Marò, si riunisce la Commissione Difesa

MAROIl presidente Vito (FI): «Aspettiamo anche i rappresentanti del governo». Sono passati tre anni da quel 15 febbraio 2012, quando in acque internazionali al largo della costa del Kerala, stato dell’India meridionale, due fucilieri della Marina Militare, Massimiliano Latorre e Salvatore Girone, in missione di protezione della petroliera italiana Enrica Lexie, esplosero colpi di avvertimento per allontanare un barchino sospetto. Un incidente mai chiarito, ma oggi Salvatore Girone si trova agli arresti domiciliari nell’ambasciata italiana a New Delhi, mentre Massimiliano Latorre, colpito da un ictus il 31 agosto 2014, è tornato in Italia per curarsi, dove si trova attualmente. Tre anni di nebbia per i due militari, di vergogna per l’Italia.
Elio Vito, deputato di Fi e presidente della Commissione Difesa della Camera ha annunciato ieri un’iniziativa importante mentre, sulla spinta della Lega, si parla di una delegazione di parlamentari italiani nella capitale indiana.

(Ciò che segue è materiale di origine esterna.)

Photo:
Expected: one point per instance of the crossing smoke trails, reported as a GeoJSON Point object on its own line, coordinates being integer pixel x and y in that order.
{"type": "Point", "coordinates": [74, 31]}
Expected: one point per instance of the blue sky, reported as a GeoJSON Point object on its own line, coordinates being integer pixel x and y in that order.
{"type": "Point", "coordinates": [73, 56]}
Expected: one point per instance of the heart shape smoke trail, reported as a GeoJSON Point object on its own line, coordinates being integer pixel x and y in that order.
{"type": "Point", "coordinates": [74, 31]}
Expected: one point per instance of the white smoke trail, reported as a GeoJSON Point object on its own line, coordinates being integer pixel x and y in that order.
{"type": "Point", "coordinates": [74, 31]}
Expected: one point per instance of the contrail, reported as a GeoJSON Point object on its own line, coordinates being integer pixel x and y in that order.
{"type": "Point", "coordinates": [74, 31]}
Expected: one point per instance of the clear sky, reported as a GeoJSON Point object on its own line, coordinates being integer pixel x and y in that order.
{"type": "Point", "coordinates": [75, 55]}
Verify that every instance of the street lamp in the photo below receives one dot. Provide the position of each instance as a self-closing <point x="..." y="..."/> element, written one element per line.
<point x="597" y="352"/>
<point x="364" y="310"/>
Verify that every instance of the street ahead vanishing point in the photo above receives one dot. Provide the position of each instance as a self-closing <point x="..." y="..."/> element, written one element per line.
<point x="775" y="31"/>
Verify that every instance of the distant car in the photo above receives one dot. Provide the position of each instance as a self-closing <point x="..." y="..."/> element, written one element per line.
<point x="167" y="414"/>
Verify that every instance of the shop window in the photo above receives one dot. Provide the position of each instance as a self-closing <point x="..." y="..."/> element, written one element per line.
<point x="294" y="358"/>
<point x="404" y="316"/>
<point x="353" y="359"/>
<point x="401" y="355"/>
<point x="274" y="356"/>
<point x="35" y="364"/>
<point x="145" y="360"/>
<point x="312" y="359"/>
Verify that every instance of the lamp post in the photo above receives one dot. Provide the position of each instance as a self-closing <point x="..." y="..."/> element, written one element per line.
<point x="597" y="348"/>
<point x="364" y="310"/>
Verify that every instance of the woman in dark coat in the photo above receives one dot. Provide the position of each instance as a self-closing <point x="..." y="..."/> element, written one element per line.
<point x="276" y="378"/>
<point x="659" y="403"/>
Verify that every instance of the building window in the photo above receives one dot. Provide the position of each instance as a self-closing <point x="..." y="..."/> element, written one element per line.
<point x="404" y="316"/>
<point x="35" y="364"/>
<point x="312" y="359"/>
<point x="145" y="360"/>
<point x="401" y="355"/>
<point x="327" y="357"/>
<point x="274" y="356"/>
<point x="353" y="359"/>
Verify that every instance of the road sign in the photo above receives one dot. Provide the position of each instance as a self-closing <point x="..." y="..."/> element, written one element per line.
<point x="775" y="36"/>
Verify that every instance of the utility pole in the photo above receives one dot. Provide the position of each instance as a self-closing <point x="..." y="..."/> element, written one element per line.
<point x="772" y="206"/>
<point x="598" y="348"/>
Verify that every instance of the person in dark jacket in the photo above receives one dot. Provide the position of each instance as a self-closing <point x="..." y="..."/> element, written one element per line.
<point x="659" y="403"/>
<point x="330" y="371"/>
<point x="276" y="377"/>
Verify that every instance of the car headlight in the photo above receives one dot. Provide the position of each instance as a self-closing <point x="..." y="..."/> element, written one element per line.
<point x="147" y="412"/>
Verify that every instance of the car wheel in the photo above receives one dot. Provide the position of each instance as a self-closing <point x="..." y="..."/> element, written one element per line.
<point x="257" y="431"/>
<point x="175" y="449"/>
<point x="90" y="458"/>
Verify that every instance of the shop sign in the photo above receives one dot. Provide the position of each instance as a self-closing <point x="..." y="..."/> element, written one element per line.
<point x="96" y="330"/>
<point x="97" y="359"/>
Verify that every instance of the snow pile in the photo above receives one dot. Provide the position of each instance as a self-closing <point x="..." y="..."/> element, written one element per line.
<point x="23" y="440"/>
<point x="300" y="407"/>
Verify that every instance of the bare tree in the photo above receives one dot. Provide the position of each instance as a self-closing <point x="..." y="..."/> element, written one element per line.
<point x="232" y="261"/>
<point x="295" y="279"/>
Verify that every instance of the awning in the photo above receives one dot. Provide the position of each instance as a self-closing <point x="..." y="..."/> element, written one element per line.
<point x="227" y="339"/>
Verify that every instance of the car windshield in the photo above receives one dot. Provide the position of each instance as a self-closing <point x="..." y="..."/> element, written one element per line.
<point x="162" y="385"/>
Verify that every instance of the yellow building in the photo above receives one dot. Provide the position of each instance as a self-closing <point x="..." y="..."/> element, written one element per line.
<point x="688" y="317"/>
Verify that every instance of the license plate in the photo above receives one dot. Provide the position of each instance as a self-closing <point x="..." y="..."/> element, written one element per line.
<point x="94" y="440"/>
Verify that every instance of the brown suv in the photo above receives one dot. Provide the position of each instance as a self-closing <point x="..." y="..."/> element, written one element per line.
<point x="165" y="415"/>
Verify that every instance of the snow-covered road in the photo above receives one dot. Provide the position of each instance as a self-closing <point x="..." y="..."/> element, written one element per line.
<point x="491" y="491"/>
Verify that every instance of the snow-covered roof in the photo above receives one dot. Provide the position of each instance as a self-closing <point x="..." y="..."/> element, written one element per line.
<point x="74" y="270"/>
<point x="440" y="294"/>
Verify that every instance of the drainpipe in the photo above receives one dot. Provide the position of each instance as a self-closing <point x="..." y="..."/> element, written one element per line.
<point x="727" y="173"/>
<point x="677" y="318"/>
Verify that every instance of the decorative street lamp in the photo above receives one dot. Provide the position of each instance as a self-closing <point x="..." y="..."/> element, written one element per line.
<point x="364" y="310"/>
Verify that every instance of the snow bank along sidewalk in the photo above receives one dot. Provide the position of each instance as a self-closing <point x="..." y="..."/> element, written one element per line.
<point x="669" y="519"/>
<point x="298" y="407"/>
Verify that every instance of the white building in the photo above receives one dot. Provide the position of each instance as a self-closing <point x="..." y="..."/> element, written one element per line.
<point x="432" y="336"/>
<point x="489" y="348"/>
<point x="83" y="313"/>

«Finalmente, dopo mesi di silenzio, oggi si torna parlare di Massimiliano Latorre e Salvatore Girone – sottolinea Vito – in occasione dei tre anni dall’inizio della vicenda, tre anni trascorsi senza peraltro che siano stati provati il loro coinvolgimento o la loro colpevolezza. La commissione Difesa della Camera, che ho l’onore di presiedere, si riunirà per discutere del caso, mi auguro alla presenza autorevole dei rappresentanti del governo, giovedì 19 febbraio, quando saranno trascorsi esattamente 3 anni dall’arresto in India dei due Fucilieri di Marina».
E ancora: «Tre anni di ingiusta detenzione e privazione della libertà – spiega – per nostri militari impegnati a svolgere in acque internazionali funzioni loro assegnate e normativamente disciplinate, sono evidentemente un tempo inaccettabilmente lungo!».
Il deputato leghista Gianluca Pini, capogruppo in commissione Esteri, annuncia che tornerà in India per manifestare solidarietà a Girone, come ha già fatto lo scorso anno, e diversi suoi colleghi pensano di organizzare ancora una trasferta di parlamentari a New Delhi.
«Sono passati tre anni esatti: tre anni in cui si sono succeduti tre governi, Monti-Letta-Renzi, accomunati da una costante, la loro responsabilità nel non aver risolto il caso dei nostri marò», dichiara l’ex ministro della Difesa ed esponente di Fdi Ignazio La Russa.
«Sono passati tre anni – aggiunge La Russa – e non hanno ancora capito che l’unica strada è la mobilitazione di tutto il sistema Italia, senza la quale neanche il governo può battere i pugni contro l’India che è nel torto: o diventa una questione di dignità nazionale o ne usciremo male».